A Mastercard lançou, em 10 de junho, o Agent Pay for AI, um protocolo para permitir que agentes de inteligência artificial realizem pagamentos entre si e enviem micropagamentos. As permissões concedidas por humanos ficam registradas na rede Polygon, blockchain construída para escalar o Ethereum.

Na prática, a iniciativa mira um problema que os sistemas tradicionais de pagamento ainda tratam com baixa eficiência. Trata-se de transações pequenas, automatizadas e feitas de máquina para máquina. Assim, um agente de IA pode pagar de forma fracionada para acessar dados em um site. Também pode liberar valores gradualmente por um serviço executado em nome de um usuário.

Os trilhos tradicionais de cartões nasceram para operações iniciadas por pessoas e direcionadas a comerciantes. Por isso, esse modelo perde eficiência quando o fluxo envolve automação contínua entre softwares. O Agent Pay for AI surge, portanto, para preencher essa lacuna operacional.

Permissões on-chain sustentam o protocolo

Outro ponto central da arquitetura está no registro das permissões em blockchain pública, e não em banco de dados privado. Dessa forma, diferentes partes podem verificar on-chain se um agente atua dentro dos limites autorizados por um humano.

Além disso, essa estrutura reduz a dependência de uma entidade centralizada para confirmar autorizações. Para a estreia do protocolo, a Mastercard escolheu a Polygon.

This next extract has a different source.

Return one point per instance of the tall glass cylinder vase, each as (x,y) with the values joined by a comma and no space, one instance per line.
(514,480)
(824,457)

Essa decisão reforça o uso de infraestrutura aberta em uma camada operacional sensível. Em vez de tratar a blockchain apenas como apoio periférico, a empresa a aplica no controle de autorização. Também usa a rede para verificar ações executadas por agentes autônomos.

Gráfico ETHUSD no TradingView

ETH em tendência de baixa no gráfico diário. Fonte: ETHUSD no TradingView

Adyen, Coinbase e Cloudflare participam do projeto

Três empresas trabalham com a Mastercard no desenvolvimento do protocolo: a plataforma de tecnologia financeira Adyen, a exchange Coinbase e a gigante de infraestrutura web Cloudflare. Essa combinação reúne um processador de pagamentos, uma empresa nativa do setor de criptomoedas e uma companhia que opera parte relevante do tráfego da internet.

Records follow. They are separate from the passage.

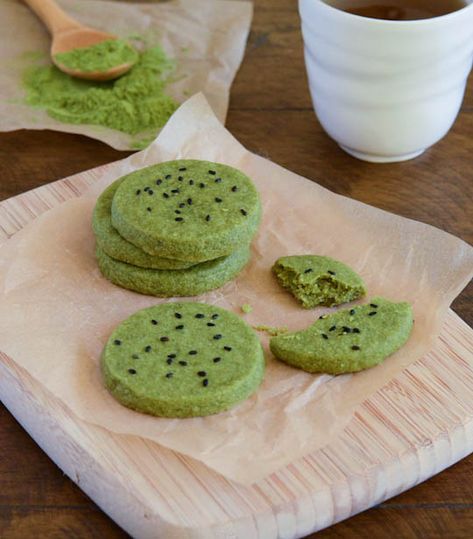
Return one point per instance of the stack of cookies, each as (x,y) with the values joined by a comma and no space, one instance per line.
(179,228)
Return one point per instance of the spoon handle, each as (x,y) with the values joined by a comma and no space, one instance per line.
(52,15)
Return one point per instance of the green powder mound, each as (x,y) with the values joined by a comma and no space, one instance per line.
(100,57)
(133,104)
(349,340)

Assim, a Mastercard sinaliza que pretende estruturar o Agent Pay for AI como infraestrutura interoperável, e não como ecossistema fechado. Ademais, esse desenho amplia o potencial de integração com múltiplos ambientes comerciais e técnicos.

Ao mesmo tempo, a concorrência também acelera. Visa e Stripe desenvolveram ferramentas para um cenário em que bots de IA façam compras, administrem contas bancárias e paguem assinaturas. A Coinbase lançou o protocolo x402 para pagamentos de IA. A Stripe, por sua vez, colaborou com a Tempo para desenvolver o Machine Payments Protocol. Além disso, o Google divulgou seu próprio padrão em setembro de 2025.

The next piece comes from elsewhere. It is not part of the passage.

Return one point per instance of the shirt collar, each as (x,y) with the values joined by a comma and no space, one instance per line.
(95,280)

Mastercard vê maior impacto em cinco anos

Jorn Lambert, Chief Product Officer da Mastercard, adotou tom cauteloso ao tratar das expectativas comerciais de curto prazo. Ele afirmou que não espera que o Agent Pay for AI se torne fonte relevante de receita nos próximos 12 meses.

Ainda assim, em um horizonte de cinco anos, Lambert descreveu a iniciativa como um novo mercado endereçável de peso. O executivo também avaliou que chatbots de IA devem ocupar, no futuro, uma parcela relevante das transações de comércio eletrônico.

Em outras palavras, a Mastercard enxerga o protocolo menos como aposta especulativa e mais como construção antecipada de infraestrutura. O objetivo é preparar a companhia para uma mudança estrutural no comércio digital.

Além disso, o anúncio surgiu uma semana depois de a empresa abrir seus trilhos globais de liquidação para seis stablecoins reguladas em oito redes blockchain. Dessa maneira, a movimentação indica uma incorporação mais profunda de trilhos baseados em criptomoedas à arquitetura da companhia.

Como resultado, a proposta da Mastercard tenta resolver um problema concreto: permitir pagamentos pequenos, contínuos e automatizados entre sistemas, com verificação pública das permissões concedidas por usuários. Para isso, a empresa escolheu a Polygon na estreia do Agent Pay for AI, com apoio de Adyen, Coinbase e Cloudflare. Jorn Lambert indicou que o impacto comercial mais relevante deve aparecer ao longo dos próximos cinco anos, e não no curto prazo.